Sekali lagi aku masih belajar untuk
jadi seniman khususnya penulis andal yang bermutu tinggi. Dengan ini aku masih
membangun kemapanan dengan banyak membaca, banyak menulis, dan tentunya banyak
belajar metodologi penulisan yang baik, menarik, indah (su), yang nantinya bisa
disebut bermutu, bermanfaat, dan mengubah pembaca budiman.
Inilah pandangan saya tentang
kemapanan kompetensi seniman. Masih ada masalah lagi yaitu ekonomi. Bagaimana
seorang seniman bisa sukses secara finansial? Inilah yang baru bisa
diperjuangkan setelah kemapanan kompetensi dapat diraih batas minimalnya.
Bagaimana menurut anda?
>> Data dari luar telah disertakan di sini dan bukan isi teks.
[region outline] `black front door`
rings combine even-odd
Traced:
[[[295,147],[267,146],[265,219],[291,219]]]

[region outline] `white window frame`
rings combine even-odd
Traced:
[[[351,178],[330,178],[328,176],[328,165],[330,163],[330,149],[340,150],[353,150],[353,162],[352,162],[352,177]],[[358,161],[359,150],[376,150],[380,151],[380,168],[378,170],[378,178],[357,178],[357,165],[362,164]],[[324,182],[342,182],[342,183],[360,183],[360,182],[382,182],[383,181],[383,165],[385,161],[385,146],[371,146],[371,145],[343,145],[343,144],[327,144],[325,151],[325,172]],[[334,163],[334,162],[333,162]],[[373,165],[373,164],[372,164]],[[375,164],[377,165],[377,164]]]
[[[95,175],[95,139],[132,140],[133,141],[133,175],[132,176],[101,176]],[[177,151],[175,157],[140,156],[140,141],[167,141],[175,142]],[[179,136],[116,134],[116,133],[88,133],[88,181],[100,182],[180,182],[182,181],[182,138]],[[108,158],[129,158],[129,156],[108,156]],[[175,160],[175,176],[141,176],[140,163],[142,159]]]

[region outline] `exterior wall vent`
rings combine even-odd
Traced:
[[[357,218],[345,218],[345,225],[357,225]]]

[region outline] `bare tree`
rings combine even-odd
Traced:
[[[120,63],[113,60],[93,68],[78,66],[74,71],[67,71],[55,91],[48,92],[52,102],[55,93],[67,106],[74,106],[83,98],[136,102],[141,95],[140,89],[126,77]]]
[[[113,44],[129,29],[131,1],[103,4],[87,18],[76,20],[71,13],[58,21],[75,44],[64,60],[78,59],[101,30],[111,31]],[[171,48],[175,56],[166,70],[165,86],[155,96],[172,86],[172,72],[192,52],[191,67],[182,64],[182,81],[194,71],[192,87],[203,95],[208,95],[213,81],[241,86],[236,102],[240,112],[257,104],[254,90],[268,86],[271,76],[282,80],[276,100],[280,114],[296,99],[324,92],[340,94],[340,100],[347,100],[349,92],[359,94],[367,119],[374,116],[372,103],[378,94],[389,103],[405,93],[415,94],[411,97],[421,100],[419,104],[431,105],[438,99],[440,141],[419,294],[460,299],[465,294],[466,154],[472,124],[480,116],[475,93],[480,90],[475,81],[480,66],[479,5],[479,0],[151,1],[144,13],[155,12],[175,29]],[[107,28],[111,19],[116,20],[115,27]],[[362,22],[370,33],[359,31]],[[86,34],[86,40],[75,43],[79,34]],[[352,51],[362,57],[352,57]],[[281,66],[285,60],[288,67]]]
Mohon mengkritisi ide saya ini. Sebentar, batas
minimal? Ya, batas minimal kompetensi. Karena saya orang Indonesia, salah satu
batas minimal kompetensi adalah penguasaan karya-karya sastra Pujangga Baru,
Balai Pustaka, Mataram masa kolonial, sampai pada Mataram Kuno (kakawin, kidung,
dan teks-teks lain berbahasa Jawa Kuno). Seniman harus menghargai leluhurnya.